During a Capitol Hill panel discussion hosted by the New America Foundation, broadband industry advocates
urged the FCC to enact new strategies during the upcoming 700 MHz auction to encourage the development of a
third major nationwide broadband pipeline to challenge cable and DSL providers, warning that current FCC
auction rules enable incumbents to solidify their current market position and to shut out competitors. Pursuant to
Congressional mandate, the FCC is required by early next year to auction 700 MHz spectrum that is being vacated
by analog TV broadcasters as part of the DTV transition. The agency is expected to issue licensing and auction
rules for the 700 MHz band in a matter of weeks.

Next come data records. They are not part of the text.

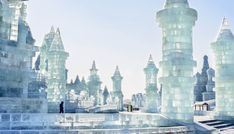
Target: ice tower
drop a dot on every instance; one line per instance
(94, 84)
(152, 96)
(52, 64)
(177, 20)
(223, 49)
(117, 89)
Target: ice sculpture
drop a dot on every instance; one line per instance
(94, 84)
(106, 95)
(20, 90)
(223, 49)
(52, 64)
(201, 80)
(117, 94)
(177, 20)
(209, 94)
(152, 96)
(15, 53)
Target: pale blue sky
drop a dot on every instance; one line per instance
(119, 32)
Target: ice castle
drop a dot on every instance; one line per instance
(30, 97)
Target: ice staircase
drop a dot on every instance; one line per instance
(220, 125)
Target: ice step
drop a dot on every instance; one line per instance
(223, 126)
(207, 121)
(227, 128)
(214, 123)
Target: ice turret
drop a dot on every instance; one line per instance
(94, 84)
(223, 49)
(52, 64)
(117, 89)
(77, 80)
(105, 95)
(202, 79)
(152, 96)
(177, 20)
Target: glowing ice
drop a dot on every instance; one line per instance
(177, 20)
(223, 49)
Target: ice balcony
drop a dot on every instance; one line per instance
(119, 122)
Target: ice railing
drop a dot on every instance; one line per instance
(85, 121)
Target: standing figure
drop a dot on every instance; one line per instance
(61, 109)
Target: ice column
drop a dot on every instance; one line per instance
(117, 89)
(223, 49)
(177, 20)
(152, 95)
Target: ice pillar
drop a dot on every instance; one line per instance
(223, 49)
(177, 20)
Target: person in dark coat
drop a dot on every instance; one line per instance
(61, 107)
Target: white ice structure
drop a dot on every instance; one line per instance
(94, 85)
(52, 65)
(17, 50)
(152, 94)
(177, 20)
(223, 49)
(117, 95)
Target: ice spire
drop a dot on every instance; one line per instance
(117, 89)
(177, 60)
(224, 63)
(57, 43)
(52, 29)
(225, 24)
(105, 95)
(93, 66)
(77, 81)
(117, 72)
(225, 31)
(83, 80)
(205, 65)
(150, 59)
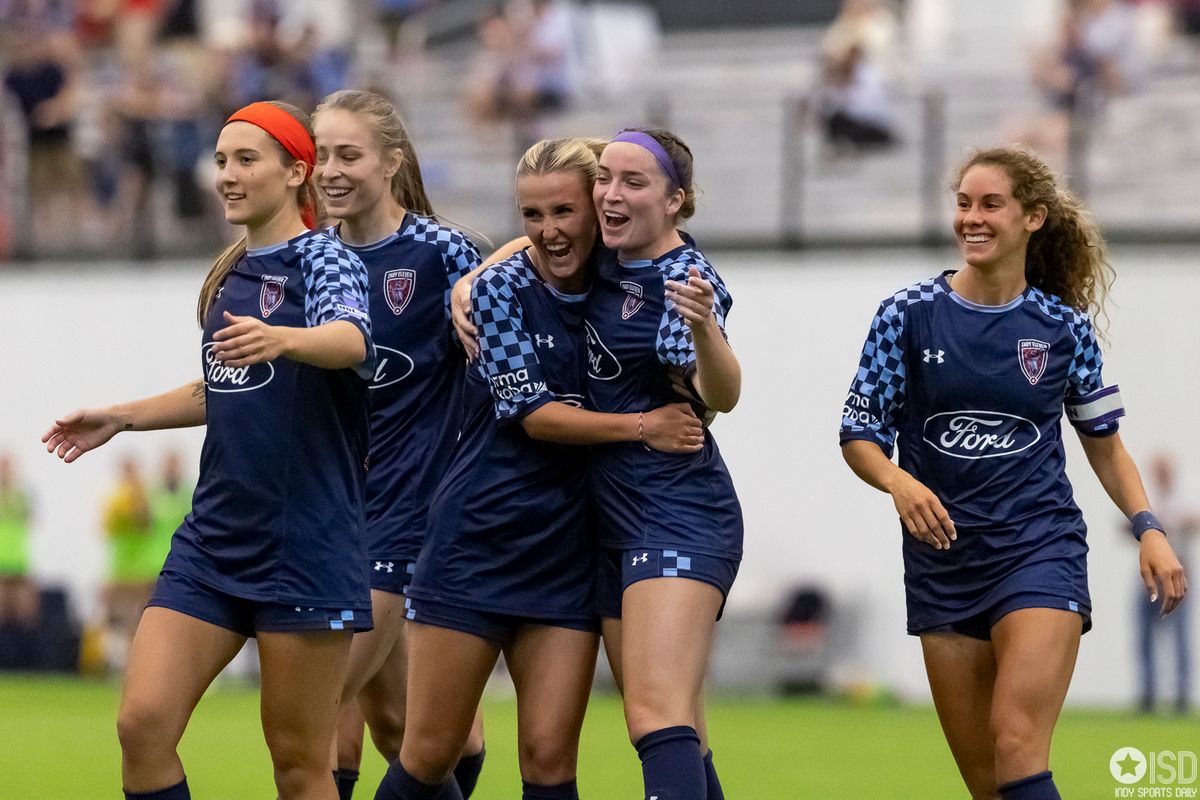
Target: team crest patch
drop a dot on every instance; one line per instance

Citing his recently-completed study of last year’s advanced
wireless service auction, economist Gregory Rose called for the adoption of a closed or anonymous bidding format
for the 700 MHz event that would discourage retaliatory bidding and other blocking tactics used by large
incumbent carriers. Frontline Wireless urged the FCC to enact smaller license blocks (i.e., 10 MHz instead of 20
MHz) for the 700 MHz auction on grounds that larger blocks favor incumbents, and along with Google and other
groups voiced support for open access rules that would require auction winners to provide competitors with access
to their spectrum on a wholesale basis. A representative of Public Knowledge, a consumer advocacy group, said
that such a requirement would enable a nearly unlimited number of competitors to offer wireless broadband
services. As Rose maintained that “saying ‘let the market decide’ amounts to saying ‘let the people with market
power decide,’” Media Access Project vice president Harold Feld predicted, “if we take the [auction] rules we’ve
used for the last 10 years, the same incumbents are going to win.”